JV Capital Group analyst Kevin Norrish said that "prices mainly drew support (on Monday) from the start of the Atlantic hurricane season," which began last Sunday and lasts until the end of November.
"Arthur, the first storm of the hurricane season, served as a timely reminder of the potential supply disruptions that can result due to these storms, as two of Mexico's crude oil ports remained closed for the second consecutive day."
The most hurricane-prone US region is the southeastern coastline, running from the states of North Carolina to Texas, where many US energy facilities are based.
Oil prices have now lost about seven dollars since striking record peaks of 135.14 dollars in London and 135.09 dollars in New York on May 22.Kuwait's Oil Minister Mohammad al-Olaim said Tuesday that the Organisation of Petroleum Exporting Countries was prepared to pump more crude if necessary.
"OPEC is prepared to increase supplies only if the market needs it," Olaim said in statements reported by the official KUNA news agency.Olaim, who was appointed last week, said high oil prices were not related to fundamentals of supply and demand.Kuwait is OPEC's fourth largest oil producer, pumping around 2.5 million barrels per day.OPEC produces 40 percent of the world's oil. Its current output stands at about 32 million barrels per day.
The cartel has repeatedly brushed aside international demands to increase output in the past, blaming speculative traders and the falling US dollar for record-breaking oil prices.
Since the late-1920s Texas has been the largest producer of oil and gas reserves in the United States. Within Texas, the Gulf Coast region has had a long history of prolific production, with some 133 published reservoirs. According to a special report published by the Oil and Gas Journal (April 19, 2004) exploration and development within the domestic industry will focus on the production of gas resources in the foreseeable future.
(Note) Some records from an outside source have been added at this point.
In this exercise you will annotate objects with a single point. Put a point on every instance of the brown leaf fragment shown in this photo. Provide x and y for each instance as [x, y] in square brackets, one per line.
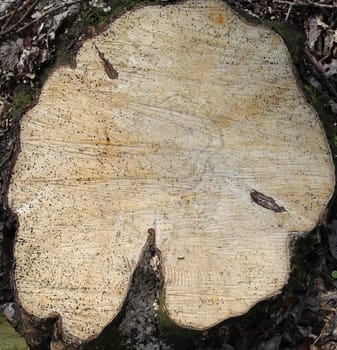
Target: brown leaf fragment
[332, 239]
[266, 202]
[109, 69]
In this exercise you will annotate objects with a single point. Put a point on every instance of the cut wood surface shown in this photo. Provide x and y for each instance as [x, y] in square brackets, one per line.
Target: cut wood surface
[182, 119]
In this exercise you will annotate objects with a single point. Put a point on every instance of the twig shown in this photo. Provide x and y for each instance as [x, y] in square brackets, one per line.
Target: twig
[308, 4]
[318, 68]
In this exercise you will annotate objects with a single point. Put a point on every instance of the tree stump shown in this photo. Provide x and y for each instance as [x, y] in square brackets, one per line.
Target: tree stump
[182, 127]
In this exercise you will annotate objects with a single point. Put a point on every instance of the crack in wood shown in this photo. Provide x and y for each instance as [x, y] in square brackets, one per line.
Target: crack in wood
[109, 69]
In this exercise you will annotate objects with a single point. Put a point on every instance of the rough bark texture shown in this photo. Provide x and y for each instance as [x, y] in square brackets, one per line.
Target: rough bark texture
[182, 121]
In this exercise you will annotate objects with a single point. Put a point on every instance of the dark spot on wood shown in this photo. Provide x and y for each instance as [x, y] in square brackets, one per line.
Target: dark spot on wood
[109, 69]
[265, 201]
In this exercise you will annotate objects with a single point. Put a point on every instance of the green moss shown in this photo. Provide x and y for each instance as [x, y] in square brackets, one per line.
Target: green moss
[9, 338]
[23, 97]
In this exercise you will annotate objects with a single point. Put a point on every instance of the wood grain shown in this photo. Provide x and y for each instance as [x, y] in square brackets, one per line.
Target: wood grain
[205, 110]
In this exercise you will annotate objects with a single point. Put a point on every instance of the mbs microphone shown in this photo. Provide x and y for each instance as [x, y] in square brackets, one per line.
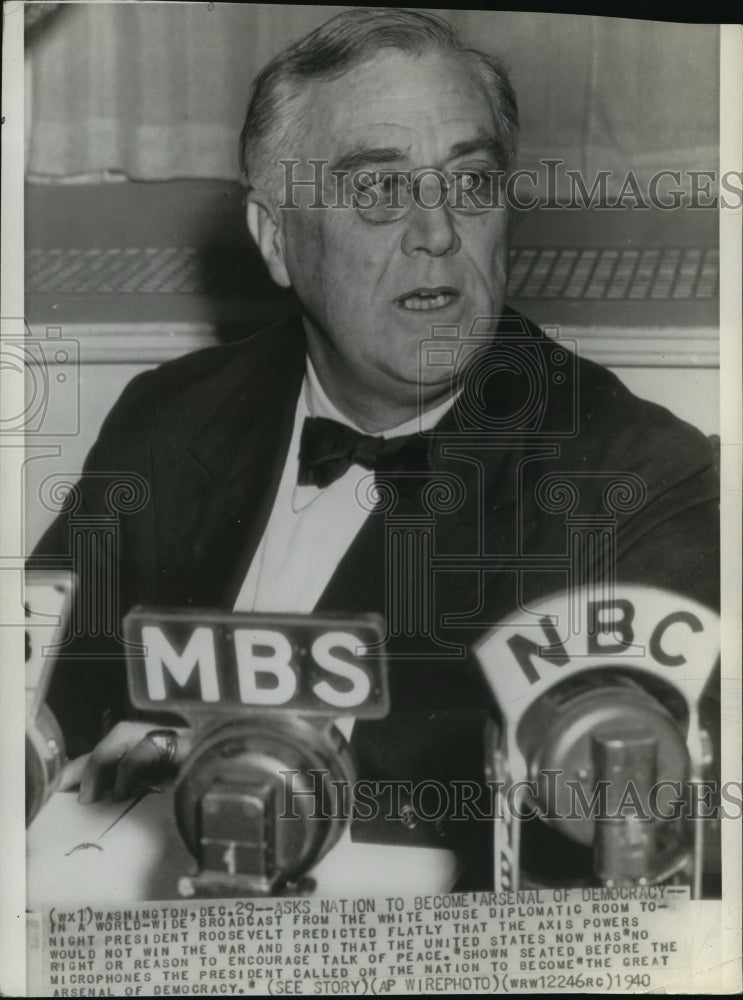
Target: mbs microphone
[400, 579]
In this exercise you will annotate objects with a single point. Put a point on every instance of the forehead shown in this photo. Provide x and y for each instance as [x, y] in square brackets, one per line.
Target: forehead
[418, 104]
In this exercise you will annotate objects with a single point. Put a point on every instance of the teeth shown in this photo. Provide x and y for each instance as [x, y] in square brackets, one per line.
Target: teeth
[425, 302]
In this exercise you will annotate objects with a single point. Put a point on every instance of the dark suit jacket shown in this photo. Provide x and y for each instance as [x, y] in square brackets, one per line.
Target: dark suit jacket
[208, 435]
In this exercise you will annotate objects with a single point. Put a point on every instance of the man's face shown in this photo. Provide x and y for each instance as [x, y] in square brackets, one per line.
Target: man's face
[371, 292]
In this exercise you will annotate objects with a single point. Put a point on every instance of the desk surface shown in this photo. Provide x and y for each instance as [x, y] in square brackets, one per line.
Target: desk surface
[75, 854]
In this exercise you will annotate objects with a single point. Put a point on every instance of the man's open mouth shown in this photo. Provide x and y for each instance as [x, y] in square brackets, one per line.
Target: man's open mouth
[421, 299]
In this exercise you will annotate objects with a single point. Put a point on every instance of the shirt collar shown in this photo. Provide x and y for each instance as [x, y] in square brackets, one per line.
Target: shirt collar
[319, 405]
[314, 402]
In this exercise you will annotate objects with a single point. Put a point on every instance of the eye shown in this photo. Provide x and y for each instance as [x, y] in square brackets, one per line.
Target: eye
[474, 188]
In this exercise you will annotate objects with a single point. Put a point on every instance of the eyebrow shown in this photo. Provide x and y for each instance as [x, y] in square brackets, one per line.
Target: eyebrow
[386, 154]
[363, 157]
[484, 143]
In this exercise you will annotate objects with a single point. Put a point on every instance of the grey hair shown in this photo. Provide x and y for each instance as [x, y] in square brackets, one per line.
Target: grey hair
[345, 41]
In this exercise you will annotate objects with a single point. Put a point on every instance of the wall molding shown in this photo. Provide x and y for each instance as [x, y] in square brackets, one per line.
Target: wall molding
[620, 347]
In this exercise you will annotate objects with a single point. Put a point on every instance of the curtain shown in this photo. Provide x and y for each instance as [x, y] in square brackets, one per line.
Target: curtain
[159, 91]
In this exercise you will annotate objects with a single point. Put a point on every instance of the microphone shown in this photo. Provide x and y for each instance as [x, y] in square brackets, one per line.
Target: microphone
[600, 737]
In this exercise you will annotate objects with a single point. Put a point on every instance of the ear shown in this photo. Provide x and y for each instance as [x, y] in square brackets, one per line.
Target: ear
[265, 229]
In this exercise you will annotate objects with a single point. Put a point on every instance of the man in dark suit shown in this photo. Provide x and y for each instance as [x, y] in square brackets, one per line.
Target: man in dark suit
[373, 151]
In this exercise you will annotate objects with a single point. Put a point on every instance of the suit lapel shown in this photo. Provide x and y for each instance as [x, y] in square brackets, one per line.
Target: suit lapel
[214, 495]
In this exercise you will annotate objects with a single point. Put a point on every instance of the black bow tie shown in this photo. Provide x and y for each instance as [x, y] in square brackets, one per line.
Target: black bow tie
[328, 449]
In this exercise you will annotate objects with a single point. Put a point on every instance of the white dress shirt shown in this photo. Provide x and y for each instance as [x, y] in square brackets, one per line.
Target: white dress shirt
[309, 529]
[307, 534]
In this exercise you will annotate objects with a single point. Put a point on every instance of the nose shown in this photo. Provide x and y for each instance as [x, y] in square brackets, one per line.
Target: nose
[430, 231]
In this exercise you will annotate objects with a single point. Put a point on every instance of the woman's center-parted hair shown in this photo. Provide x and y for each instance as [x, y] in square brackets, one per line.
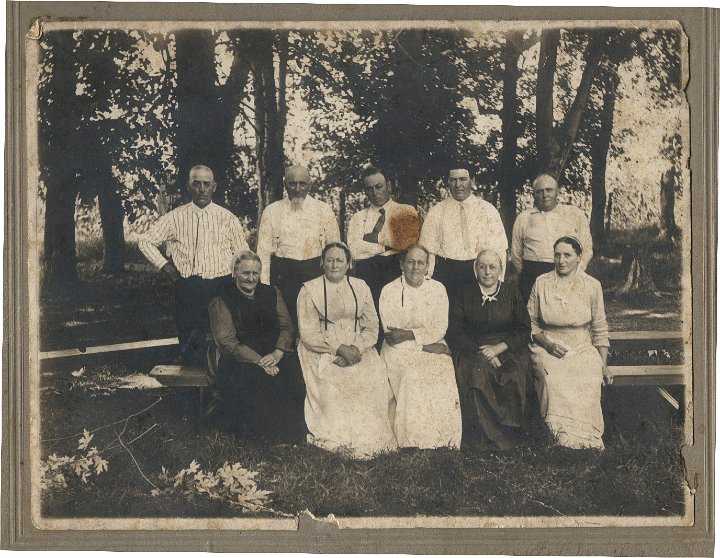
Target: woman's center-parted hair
[342, 246]
[245, 255]
[572, 241]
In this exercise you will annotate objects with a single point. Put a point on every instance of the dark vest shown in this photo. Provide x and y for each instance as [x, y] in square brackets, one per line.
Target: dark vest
[255, 320]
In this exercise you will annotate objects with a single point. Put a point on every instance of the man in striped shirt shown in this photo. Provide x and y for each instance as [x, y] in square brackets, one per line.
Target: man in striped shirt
[293, 231]
[201, 240]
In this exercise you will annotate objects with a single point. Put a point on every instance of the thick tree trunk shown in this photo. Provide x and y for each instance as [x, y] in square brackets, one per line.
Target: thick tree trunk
[544, 103]
[635, 264]
[59, 242]
[509, 180]
[270, 114]
[668, 226]
[568, 131]
[112, 216]
[554, 144]
[202, 118]
[599, 153]
[59, 145]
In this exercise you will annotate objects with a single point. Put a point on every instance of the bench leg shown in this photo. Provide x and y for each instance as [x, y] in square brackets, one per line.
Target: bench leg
[201, 416]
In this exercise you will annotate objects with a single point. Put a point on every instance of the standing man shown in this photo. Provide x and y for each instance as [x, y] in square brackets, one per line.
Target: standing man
[201, 241]
[457, 229]
[536, 230]
[377, 234]
[293, 231]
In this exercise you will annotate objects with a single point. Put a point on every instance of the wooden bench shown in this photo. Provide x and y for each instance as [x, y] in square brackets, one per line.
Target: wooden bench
[173, 375]
[649, 374]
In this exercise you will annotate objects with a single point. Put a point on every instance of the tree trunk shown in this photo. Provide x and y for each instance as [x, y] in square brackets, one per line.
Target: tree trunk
[571, 124]
[635, 264]
[544, 103]
[202, 117]
[509, 180]
[59, 242]
[668, 227]
[554, 144]
[112, 216]
[599, 153]
[60, 115]
[270, 115]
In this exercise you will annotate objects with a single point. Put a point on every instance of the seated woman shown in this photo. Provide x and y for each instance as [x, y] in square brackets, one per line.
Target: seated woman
[569, 349]
[489, 334]
[259, 378]
[414, 314]
[348, 394]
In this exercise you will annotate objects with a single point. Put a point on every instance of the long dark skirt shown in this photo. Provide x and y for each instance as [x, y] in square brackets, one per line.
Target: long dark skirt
[493, 400]
[268, 406]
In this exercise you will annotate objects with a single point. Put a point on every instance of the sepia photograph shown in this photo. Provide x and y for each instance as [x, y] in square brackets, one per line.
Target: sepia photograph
[376, 274]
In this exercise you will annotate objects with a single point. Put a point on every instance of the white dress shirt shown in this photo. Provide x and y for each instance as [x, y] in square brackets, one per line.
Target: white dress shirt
[443, 234]
[535, 232]
[297, 234]
[400, 230]
[199, 241]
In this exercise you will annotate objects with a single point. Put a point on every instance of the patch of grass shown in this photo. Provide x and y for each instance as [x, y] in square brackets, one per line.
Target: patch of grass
[639, 473]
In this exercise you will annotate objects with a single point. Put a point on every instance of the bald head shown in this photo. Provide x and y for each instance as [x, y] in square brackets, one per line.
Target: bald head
[297, 182]
[545, 191]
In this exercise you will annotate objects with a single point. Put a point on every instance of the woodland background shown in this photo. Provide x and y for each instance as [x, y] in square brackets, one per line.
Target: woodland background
[124, 114]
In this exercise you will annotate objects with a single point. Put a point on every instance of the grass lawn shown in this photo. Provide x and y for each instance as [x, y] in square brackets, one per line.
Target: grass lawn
[639, 473]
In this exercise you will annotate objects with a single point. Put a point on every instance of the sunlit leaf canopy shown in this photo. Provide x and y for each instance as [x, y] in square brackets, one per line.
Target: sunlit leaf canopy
[128, 111]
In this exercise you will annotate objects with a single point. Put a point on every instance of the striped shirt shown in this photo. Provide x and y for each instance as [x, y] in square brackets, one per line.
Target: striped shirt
[199, 241]
[297, 234]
The target formations of the 3rd Coast drilling program are the Miocene and Frio Sands on the Gulf Coast. For many years exploration in the area was solely dependent upon the use of 2-D seismic with limited success. The development, successful use and continuing refinement of 3-D seismic technologies have resulted in an increased ratio of successfully drilled wells.
It is our belief that given the relatively low-risk nature of drilling prospects utilizing 3-D seismic, the promising future of oil and gas prices for the foreseeable future, the 3rd Coast Prospect represents an excellent investment opportunity for our partners.